# Thread: Implicit Derivatives?

1. ## Implicit Derivatives?

I was wondering how this involves using implicit differentiation?

v = v(t)
a= a(t)
v=sqrt(8s+16)

since v(t) = sqrt(8s+16) do i have to use implicit differentiation? How would finding it help me show that acceleration is constant?

Also, for Part C, do i just graph v(t) = sqrt(8s+16)

I'm lost in how i can use implicit differentiation to solve this.

Snapshot: https://imgur.com/a/9Cs9q

2. ## Re: Implicit Derivatives?

What is the question? You define the functions v and a but don't say what it is you want to do with them! And you say "Also, for Part C, do i just graph v(t) = sqrt(8s+16)" but don't say what "part C" says! How could we possibly say know what you are to do if we don't know what the question is?

3. ## Re: Implicit Derivatives?

(a) $a=\dfrac{dv}{dt} = \dfrac{d}{dt}\bigg[v=\sqrt{8s+16}\bigg] = \dfrac{4}{\sqrt{8s+16}} \cdot \dfrac{ds}{dt} = \dfrac{4}{\sqrt{8s+16}} \cdot \sqrt{8s+16} = 4$

(b) you have $v$ as a function of $s$ ... do the graph

(c) $a=4 \implies v = 4t+C$. $s(0) = 6 \implies v(0) = 8 \implies v = ?$ ... then graph $v$ as a function of time.

4. ## Re: Implicit Derivatives?

i can use this as v as a function of s ? --> v(s) = sqrt(8s+16)

and then for the v as function of t ? How do you know that it's linear?

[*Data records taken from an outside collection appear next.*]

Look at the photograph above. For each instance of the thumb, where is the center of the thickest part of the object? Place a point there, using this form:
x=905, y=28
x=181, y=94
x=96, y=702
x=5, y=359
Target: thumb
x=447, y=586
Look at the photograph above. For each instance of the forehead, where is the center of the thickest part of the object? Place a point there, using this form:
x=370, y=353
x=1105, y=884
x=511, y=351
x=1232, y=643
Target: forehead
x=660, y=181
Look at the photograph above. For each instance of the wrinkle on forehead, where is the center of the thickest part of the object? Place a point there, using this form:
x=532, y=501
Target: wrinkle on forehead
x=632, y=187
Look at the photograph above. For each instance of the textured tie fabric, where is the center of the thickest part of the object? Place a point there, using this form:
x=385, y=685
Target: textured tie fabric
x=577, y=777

5. ## Re: Implicit Derivatives?

Originally Posted by lc99
i can use this as v as a function of s ? --> v(s) = sqrt(8s+16)
yes

and then for the v as function of t ? How do you know that it's linear?
because acceleration is a constant

6. ## Re: Implicit Derivatives?

Oh my goodness, thanks so much. It seems obvious but not to me! It makes sense now. Thanks!